For this worksheet you will be using balance sheet data from the following two hypothetical banks:  Last National Bank and The River Bank.  Then you’ll have to answer the questions at the bottom. You can download these two balance sheets as .csv files here.  As always, you should submit your answers in the Learning management system for your school (D2L at LCC).

. Last National Bank
. Assets Liabilities and Capital
. Required Reserves $30,000 Checkable Deposits $200,000
. Excess Reserves $0 Net Capital $10,000
. Loans ?
. Total reserves:
. Required Reserve Ratio:
.
.
.
. The River Bank
(marketing slogan: “we specialize in liquidity”)
. Assets Liabilities and Capital
. Deposits at The Fed $40,000 Checkable Deposits $500,000
. Cash on Hand (Vault cash) $10,000 Securities Sold/Issued $10,000
. Securities Owned $150,000 Net Capital $10,000
. Loans $300,000
. Other Long-term Assets $20,000
. Total Reserves On Hand:
. Required Reserves:
. Excess Reserves:

Questions:

  1. Using the balance sheet for Last National Bank, the required reserve ratio is:
  2. Using the balance sheet for Last National Bank, the amount of outstanding loans is:
  3. Using the balance sheet for Last National Bank as the starting point, Marsha receives her weekly paycheck via direct deposit to her account at LNB. Her paycheck is $1,000.  What is the new total deposits?
  4. Again, assuming the balance sheet for Last National Bank as the starting point, Marsha receives her weekly paycheck via direct deposit to her account at LNB. Her paycheck is $1,000.  What is the new total reserves?
  5. Again, assuming the balance sheet for Last National Bank as the starting point, Marsha receives her weekly paycheck via direct deposit to her account at LNB. Her paycheck is $1,000.  What is the new required reserves?

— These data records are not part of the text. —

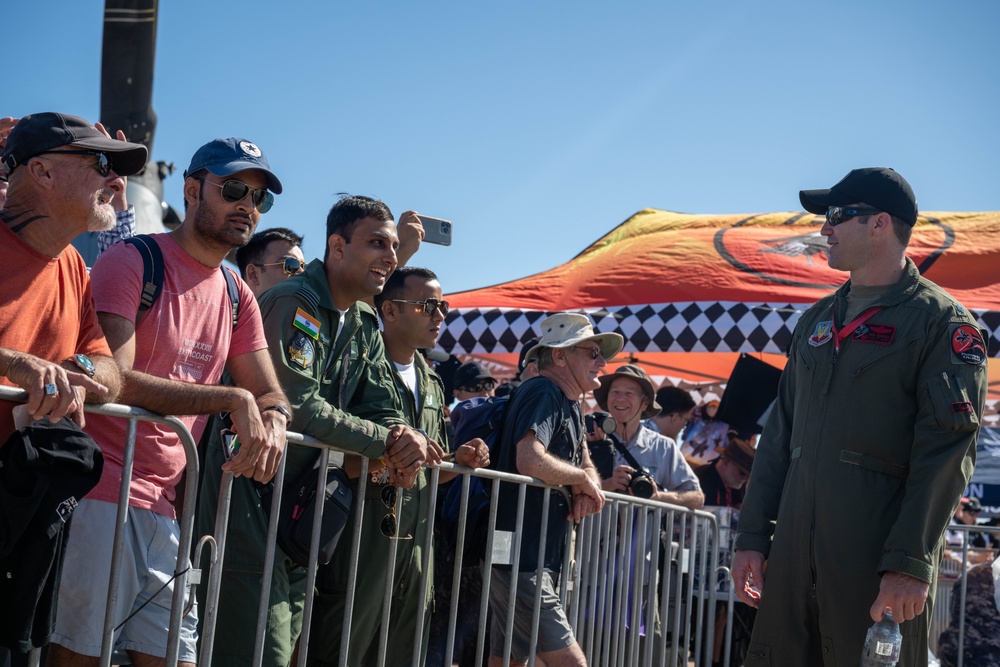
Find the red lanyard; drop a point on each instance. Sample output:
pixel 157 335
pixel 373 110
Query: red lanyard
pixel 840 334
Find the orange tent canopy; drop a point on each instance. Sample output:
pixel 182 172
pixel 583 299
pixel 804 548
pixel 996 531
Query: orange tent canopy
pixel 690 292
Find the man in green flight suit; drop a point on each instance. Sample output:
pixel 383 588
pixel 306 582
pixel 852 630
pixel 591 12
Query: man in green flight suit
pixel 330 358
pixel 412 309
pixel 869 445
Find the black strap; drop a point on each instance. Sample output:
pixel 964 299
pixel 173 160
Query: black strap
pixel 152 271
pixel 234 293
pixel 152 277
pixel 627 455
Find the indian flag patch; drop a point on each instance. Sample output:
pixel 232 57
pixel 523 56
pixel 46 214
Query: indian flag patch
pixel 306 323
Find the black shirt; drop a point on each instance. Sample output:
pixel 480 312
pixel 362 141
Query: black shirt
pixel 540 406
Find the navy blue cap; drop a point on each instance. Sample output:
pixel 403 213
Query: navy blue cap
pixel 225 157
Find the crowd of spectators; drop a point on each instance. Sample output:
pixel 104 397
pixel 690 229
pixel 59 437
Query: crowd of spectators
pixel 330 348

  6. Again, assuming the balance sheet for Last National Bank as the starting point, Marsha receives her weekly paycheck via direct deposit to her account at LNB. Her paycheck is $1,000.  What is the new excess reserves?

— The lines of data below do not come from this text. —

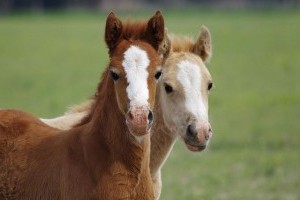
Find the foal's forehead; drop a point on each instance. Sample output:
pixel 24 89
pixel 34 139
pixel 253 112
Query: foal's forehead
pixel 189 65
pixel 137 52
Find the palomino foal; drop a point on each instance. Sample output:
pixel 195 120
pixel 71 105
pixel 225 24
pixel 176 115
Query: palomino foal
pixel 105 158
pixel 181 108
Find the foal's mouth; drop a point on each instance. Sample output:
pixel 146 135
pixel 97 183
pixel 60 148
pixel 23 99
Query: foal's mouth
pixel 196 148
pixel 192 146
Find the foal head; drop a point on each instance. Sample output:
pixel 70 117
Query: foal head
pixel 135 67
pixel 184 88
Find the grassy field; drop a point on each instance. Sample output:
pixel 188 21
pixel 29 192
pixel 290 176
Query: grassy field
pixel 48 62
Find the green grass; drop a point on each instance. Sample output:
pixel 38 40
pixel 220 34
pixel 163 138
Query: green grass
pixel 49 62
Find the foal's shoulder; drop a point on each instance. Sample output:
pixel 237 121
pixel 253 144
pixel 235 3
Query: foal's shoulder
pixel 15 122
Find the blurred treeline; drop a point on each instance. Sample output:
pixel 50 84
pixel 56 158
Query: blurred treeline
pixel 8 6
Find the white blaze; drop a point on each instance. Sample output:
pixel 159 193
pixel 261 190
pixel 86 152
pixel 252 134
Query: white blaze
pixel 189 75
pixel 135 64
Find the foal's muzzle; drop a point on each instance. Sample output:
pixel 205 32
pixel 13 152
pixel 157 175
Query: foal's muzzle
pixel 197 136
pixel 139 120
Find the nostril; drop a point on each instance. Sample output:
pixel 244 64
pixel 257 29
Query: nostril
pixel 207 136
pixel 130 115
pixel 209 129
pixel 150 116
pixel 191 131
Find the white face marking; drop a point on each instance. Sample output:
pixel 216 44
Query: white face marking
pixel 189 75
pixel 135 64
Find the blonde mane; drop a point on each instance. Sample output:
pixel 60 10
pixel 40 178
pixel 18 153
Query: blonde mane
pixel 181 43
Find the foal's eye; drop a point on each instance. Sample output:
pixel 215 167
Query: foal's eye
pixel 209 86
pixel 168 88
pixel 157 75
pixel 114 75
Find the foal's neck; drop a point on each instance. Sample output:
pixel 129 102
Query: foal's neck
pixel 108 131
pixel 162 139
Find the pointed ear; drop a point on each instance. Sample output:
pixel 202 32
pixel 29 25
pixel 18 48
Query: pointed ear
pixel 165 46
pixel 156 30
pixel 203 47
pixel 113 30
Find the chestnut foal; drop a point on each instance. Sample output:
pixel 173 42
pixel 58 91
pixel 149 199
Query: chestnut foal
pixel 181 108
pixel 106 157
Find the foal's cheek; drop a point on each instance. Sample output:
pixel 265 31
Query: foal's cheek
pixel 121 94
pixel 152 94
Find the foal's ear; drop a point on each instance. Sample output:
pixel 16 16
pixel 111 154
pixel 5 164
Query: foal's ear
pixel 156 30
pixel 165 47
pixel 203 46
pixel 113 30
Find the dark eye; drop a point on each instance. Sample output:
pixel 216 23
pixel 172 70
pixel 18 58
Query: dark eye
pixel 209 85
pixel 114 75
pixel 157 75
pixel 168 88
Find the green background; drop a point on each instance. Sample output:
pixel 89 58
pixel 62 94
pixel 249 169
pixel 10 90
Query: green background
pixel 51 61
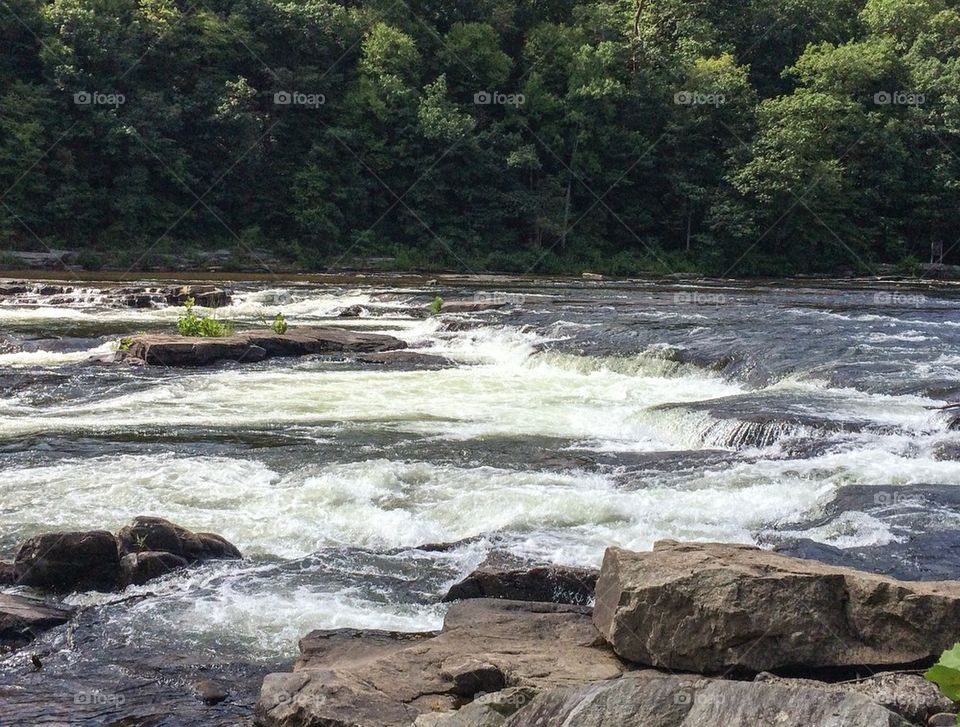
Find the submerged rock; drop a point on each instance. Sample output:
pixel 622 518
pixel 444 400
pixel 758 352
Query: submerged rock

  7. Refer to the balance sheet for The River Bank.  Total Reserves for the bank are:
  8. Refer to the balance sheet for The River Bank. If we assume there is a 10% required reserve ratio, the excess reserves must be:
  9. Let’s assume that the required reserve ratio for The River Bank is indeed 10%.  Suppose that The River Bank finds itself with a very attractive opportunity to make a $20,000 loan and goes forward with the loan. Further assume that making the loan will not create a deposit at this bank and that no further deposits are available at this time.  Which of the following statements is then true?
  10. Let’s assume that Jon has $1,000 in currency that he has been carrying around.  Jon decides this is unsafe and deposits the full $1000 into his checking account at The River Bank.  By how much has total M1 in the country changed by this transaction alone?